E’ risaputo che Berlusconi fosse per le liste bloccate, alla selezione avrebbe pensato lui, evitando lotte intestine tra candidati che spesso favoriscono chi ha più mezzi che competenze specifiche da far valere a Strasburgo.
Alla fine le pressioni degli alleati hanno fatto vincere il sistema delle preferenze che presenta vantaggi e svantaggi.
Sicuramente per i candidati uno svantaggio non da poco sarà l’impegno economico che dovranno affrontare. Un conto è vivere al seguito del successo del proprio partito, un altro è farsi largo a spallate.
Si annuncia una campagna elettorale massacrante, considerando che le circoscrizioni sono 5 e raccolgono ciascuna almeno 4 regioni, con la necessità di disporre di un fiume di denaro per coprirle tutte.
Il biglietto per Strasburgo è salatissimo: al nord tra cartelloni pubblicitari, cene elettorali, manifestazioni sul territorio e affitto delle strutture può arrivare a costare fino a 4 milioni di euro. Per non parlare dell’aumento della concorrenza, visto la fusione di partiti e liste.
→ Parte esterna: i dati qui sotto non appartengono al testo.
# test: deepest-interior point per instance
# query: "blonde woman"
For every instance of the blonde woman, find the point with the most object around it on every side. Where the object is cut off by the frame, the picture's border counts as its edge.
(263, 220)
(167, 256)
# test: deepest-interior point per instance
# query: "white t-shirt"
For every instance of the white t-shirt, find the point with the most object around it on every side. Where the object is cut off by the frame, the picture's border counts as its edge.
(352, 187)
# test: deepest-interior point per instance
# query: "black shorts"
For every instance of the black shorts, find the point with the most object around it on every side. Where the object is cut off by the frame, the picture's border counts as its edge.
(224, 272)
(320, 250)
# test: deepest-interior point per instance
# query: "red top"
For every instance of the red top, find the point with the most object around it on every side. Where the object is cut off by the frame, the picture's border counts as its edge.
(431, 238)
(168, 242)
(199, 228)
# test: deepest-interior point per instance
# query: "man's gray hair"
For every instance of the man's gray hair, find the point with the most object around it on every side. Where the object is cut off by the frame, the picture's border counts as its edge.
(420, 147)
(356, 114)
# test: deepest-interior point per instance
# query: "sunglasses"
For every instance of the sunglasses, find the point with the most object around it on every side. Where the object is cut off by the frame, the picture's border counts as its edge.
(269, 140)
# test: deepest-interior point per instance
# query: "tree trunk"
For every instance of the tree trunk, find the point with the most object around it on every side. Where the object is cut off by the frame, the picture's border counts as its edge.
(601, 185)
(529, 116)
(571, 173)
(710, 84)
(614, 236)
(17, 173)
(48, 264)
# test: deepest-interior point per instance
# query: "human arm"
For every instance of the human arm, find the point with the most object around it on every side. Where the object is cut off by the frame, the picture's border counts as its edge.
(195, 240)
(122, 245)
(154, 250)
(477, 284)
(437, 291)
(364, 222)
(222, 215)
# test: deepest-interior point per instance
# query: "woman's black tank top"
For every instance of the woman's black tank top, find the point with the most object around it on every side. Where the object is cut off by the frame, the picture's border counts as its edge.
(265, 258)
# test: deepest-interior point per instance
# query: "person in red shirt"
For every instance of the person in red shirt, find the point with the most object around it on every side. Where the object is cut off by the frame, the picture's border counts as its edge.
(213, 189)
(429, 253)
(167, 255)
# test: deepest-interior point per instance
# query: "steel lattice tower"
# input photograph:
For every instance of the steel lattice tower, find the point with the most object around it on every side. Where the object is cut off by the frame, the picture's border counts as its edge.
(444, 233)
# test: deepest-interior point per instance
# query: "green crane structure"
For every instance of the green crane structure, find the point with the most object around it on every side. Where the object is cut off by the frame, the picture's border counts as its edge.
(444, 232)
Il tariffario dipende sia dalla circoscrizione in cui ci si candida, che dalla lista in cui ci si presenta. Nel PdL certamente la spesa aumenta man mano che si sale la penisola. Se nel Mezzogiorno il costo oscilla, al minimo, intorno ai 250mila euro, nei collegi del Centro arriva almeno al doppio, sui 500mila euro e nelle regioni del Nord può toccare anche quota 4 milioni. Il territorio da coprire è sterminato, occorre una presenza capillare e un lavoro di almeno sei mesi.
Ci sono parlamentari uscenti che cinque anni fa, appena eletti, già si sono messi in moto in previsione delle prossime elezioni, assicurando una presenza territoriale a rotazione per 5 lunghi anni. Chi si vanta di aver percorso 120mila chilometri in questo giro senza fine.
Una cifra di preferenza ritenuta una soglia minima per avere probabilità di successo pare si aggiri intorno alle 70mila preferenze personali, e non sono certo poche.
In passato i piccoli partiti permettevano l’elezione, magari con la percentuale minima dello 0,7% (pari a 236mila voti) del loro candidato capolista che raccoglieva anche solo 5mila preferenze.
Ora con la soglia del 4%, i partiti minori non avranno chanche, mentre quelli con possibilità vedranno un moltiplicarsi dei papabili e degli aspiranti.
Consideriamo che i favoriti, pur con le preferenze, saranno sempre i capolista che rappresentano pertanto implicitamente una “indicazione” dei partiti che influenza il voto.
La preferenza poi crea un rapporto col territorio che può anche essere viziato dal “fare favori in cambio del voto”, facilitando il compito di chi può “promettere” con più facilità interventi locali (vedi la messe di fondi europei che vengono ridistribuiti nel nostro Paese e spesso al centro di scandali).
Comunque la si veda, una cosa è certa: per sperare di sedersi a Strasburgo, un candidato eccellente al nord rischia di pagare di tasca anche 4 milioni di euro, 8 miliardi delle vecchie lire.